L'association catalane du terrorisme demande à la CJUE de s'adresser au Tribunal National avant de statuer sur l'amnistie de la CDR

L'appui du procureur général de l'Union européenne à l'amnistie du terrorisme de la CDR et à la responsabilité comptable du 1-O – avec des arguments qui peuvent être extrapolés au délit de détournement de fonds pour lequel les dirigeants du « procés » ont été condamnés et poursuivis par contumace – n'a laissé personne indifférent.
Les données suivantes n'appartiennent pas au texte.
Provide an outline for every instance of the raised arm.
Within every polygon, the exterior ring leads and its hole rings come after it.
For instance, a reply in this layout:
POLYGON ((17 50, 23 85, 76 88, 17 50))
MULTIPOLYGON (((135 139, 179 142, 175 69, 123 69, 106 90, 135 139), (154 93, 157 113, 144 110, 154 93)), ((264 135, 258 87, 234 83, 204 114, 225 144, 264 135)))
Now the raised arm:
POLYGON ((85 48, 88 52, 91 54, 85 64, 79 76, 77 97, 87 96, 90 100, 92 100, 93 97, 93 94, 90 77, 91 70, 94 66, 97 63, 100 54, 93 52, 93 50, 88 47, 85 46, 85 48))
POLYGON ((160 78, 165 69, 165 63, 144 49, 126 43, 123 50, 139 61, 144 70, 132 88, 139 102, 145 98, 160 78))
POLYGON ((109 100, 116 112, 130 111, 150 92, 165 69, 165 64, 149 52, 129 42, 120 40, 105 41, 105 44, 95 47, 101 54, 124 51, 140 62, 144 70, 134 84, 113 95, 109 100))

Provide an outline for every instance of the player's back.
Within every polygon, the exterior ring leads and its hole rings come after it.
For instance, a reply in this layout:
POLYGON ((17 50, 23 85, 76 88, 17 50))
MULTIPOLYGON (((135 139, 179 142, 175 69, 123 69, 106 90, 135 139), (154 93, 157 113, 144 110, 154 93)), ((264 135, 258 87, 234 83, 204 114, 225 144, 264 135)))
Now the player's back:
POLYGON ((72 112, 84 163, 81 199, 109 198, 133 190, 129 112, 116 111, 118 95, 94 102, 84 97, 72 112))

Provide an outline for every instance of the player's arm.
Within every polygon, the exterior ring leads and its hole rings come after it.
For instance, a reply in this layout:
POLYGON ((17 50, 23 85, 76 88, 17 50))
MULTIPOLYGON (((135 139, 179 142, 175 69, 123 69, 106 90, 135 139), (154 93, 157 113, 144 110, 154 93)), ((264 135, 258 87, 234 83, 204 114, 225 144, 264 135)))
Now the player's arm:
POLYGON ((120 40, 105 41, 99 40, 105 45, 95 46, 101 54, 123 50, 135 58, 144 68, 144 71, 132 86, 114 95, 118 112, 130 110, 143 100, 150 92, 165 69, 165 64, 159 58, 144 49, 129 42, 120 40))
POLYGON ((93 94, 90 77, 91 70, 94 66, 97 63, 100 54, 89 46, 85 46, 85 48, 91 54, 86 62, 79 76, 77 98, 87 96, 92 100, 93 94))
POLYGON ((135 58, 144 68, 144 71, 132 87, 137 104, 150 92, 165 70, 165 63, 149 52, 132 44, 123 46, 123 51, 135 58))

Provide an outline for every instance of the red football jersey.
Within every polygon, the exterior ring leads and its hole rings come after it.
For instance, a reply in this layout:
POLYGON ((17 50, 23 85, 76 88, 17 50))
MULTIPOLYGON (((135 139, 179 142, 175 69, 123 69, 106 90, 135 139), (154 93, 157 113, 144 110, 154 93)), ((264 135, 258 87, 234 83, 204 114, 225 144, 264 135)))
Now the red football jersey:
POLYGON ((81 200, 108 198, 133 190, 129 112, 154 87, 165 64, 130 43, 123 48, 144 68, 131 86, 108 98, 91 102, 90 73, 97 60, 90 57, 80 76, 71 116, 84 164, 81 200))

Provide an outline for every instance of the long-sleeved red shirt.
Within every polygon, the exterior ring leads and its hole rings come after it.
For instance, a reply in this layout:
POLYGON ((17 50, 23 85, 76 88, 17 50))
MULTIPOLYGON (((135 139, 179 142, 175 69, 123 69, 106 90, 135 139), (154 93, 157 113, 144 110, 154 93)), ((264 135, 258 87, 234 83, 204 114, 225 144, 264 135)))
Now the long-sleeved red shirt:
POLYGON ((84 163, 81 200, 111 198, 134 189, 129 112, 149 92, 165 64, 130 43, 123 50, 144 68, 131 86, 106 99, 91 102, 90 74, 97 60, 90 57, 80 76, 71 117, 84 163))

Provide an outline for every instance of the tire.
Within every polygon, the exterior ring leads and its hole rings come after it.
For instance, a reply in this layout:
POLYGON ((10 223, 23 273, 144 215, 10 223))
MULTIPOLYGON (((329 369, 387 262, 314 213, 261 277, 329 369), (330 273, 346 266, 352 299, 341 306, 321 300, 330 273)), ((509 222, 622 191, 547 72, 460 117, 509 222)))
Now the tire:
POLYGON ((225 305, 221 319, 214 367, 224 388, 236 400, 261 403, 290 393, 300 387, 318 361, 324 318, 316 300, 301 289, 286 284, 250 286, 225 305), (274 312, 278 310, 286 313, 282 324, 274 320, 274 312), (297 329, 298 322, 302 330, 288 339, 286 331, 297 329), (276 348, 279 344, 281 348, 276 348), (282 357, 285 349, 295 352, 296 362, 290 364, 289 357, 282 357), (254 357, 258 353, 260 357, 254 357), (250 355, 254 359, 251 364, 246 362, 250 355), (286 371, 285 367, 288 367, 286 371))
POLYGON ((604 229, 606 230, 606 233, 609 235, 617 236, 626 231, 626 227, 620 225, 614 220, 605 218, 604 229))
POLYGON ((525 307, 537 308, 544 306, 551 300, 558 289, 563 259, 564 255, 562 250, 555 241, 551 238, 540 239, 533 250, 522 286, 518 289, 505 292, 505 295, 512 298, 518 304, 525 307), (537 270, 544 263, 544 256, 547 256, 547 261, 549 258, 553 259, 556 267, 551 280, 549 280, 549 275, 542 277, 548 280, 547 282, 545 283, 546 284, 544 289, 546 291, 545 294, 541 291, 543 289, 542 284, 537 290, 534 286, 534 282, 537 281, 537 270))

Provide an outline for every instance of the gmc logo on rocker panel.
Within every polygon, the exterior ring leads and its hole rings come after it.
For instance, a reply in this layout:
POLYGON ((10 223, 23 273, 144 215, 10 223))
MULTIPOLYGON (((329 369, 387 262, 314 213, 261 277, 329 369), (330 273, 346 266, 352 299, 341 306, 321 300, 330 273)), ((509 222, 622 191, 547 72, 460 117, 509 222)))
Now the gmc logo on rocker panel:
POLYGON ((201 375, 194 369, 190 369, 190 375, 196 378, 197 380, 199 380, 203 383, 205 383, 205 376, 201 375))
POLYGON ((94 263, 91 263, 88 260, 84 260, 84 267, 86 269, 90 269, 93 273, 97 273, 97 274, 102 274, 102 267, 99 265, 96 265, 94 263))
L'ancien président Carles Puigdemont a plaidé devant le Tribunal Constitutionnel pour obtenir l'annulation du mandat d'arrêt en cours s'il mettait les pieds en Espagne, et l'Association catalane des victimes d'organisations terroristes (ACVOT) a présenté un document dans lequel elle tente d'amener la justice européenne à consulter le Tribunal national avant de prononcer la sentence définitive.

Dans une lettre à laquelle EL PERIÓDICO a eu accès, l'association des victimes affirme que l'une des conclusions du procureur général Dean Spielmann, celle relative à la négation du fait que l'amnistie du « processus » est une « auto-amnistie », n'a pas été incluse dans les questions préliminaires posées par le Tribunal national, bien que le représentant de la Commission européenne ait défendu que l'octroi du pardon aux partenaires gouvernementaux devrait être compris comme tel, ce qui serait contraire au droit de l'UE.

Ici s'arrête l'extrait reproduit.